Most notably, the Helsinki Final Act required the Soviet Union to abide by the United Nations Universal Declaration of Human Rights of December 10, 1948. The Helsinki Accords also opened up legal avenues for dissidents behind the Iron Curtain to fight against human rights violations and to speak out for national rights.

Ukraine was at the forefront of the freedom movement among the former Soviet Union nations, and similar Helsinki groups began to appear in Lithuania, Georgia, Armenia and even in Russia.

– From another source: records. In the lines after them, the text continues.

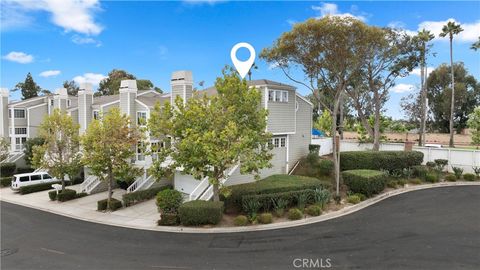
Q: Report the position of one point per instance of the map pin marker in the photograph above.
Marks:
(242, 66)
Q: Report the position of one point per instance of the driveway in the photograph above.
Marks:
(428, 229)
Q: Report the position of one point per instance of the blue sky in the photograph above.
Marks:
(84, 40)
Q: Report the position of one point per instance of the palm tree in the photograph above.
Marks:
(451, 29)
(423, 37)
(476, 45)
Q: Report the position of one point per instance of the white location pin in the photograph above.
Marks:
(242, 66)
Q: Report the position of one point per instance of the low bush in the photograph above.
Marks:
(353, 199)
(168, 219)
(114, 204)
(6, 181)
(265, 218)
(450, 178)
(294, 214)
(379, 160)
(272, 184)
(240, 220)
(367, 182)
(35, 188)
(469, 177)
(66, 195)
(142, 195)
(200, 212)
(314, 210)
(169, 200)
(7, 169)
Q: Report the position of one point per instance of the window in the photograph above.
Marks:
(21, 131)
(141, 118)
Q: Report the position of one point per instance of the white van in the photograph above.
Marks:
(28, 179)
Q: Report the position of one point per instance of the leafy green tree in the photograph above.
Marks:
(327, 53)
(211, 135)
(29, 88)
(474, 124)
(108, 146)
(111, 84)
(324, 123)
(29, 145)
(72, 87)
(467, 96)
(4, 148)
(59, 154)
(451, 29)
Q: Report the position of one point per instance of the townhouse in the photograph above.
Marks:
(289, 120)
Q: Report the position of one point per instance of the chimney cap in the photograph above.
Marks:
(128, 84)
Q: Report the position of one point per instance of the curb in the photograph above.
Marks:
(281, 225)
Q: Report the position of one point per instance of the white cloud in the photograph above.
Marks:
(71, 15)
(402, 88)
(85, 40)
(49, 73)
(416, 71)
(19, 57)
(330, 9)
(93, 78)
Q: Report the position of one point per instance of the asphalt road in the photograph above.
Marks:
(429, 229)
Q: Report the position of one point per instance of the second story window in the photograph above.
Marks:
(141, 118)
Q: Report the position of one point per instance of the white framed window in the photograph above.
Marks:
(141, 118)
(20, 131)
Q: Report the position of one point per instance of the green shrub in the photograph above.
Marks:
(325, 167)
(200, 212)
(265, 218)
(272, 184)
(52, 195)
(169, 200)
(321, 196)
(6, 181)
(24, 170)
(7, 169)
(431, 177)
(66, 195)
(458, 172)
(379, 160)
(367, 182)
(420, 171)
(114, 204)
(450, 178)
(240, 220)
(35, 188)
(353, 199)
(314, 210)
(469, 177)
(142, 195)
(294, 214)
(168, 219)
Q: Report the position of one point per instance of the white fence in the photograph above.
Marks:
(463, 158)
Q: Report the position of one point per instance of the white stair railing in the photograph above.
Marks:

On November 10, 2006, the 30th anniversary of the Ukrainian Group’s founding was marked with a banquet at the Smoloskyp publishing house in Kyiv.  In attendance were 12 of the 41 original Ukrainian Helsinki Group members.

“For the first time after decades of repression, such a small group of Ukrainian intelligentsia organized and told the world about their own people’s lack of liberty and lack of rights,” said Vasyl Ovsienko, a member of the group since 1978. “In this sense, the Helsinki movement was much more important for Ukraine than those peoples who had their own nationhood.”

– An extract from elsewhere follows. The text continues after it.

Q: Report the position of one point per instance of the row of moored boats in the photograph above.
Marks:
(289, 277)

During the commemorative event, Osyp Zinkewych and Mr. Ovsienko presented a new publication about the Ukrainian Helsinki Group. The book contains a history as well as key documents, biographies, photographs and articles about the group’s activity in Ukraine and in the West, with special focus on Washington.

Those remaining members of the Ukrainian Helsinki Group spoke during the 30th anniversary event and expressed disappointment with the apathy and indifference among Ukrainians in 2006.

”Those who began acting in the 1950s and 1960s didn’t get discouraged, even though they were only a handful,” said Mykhailo Horyn, a former Soviet political prisoner. “We need to continue creating the Ukrainian nation and assisting in its rebirth.”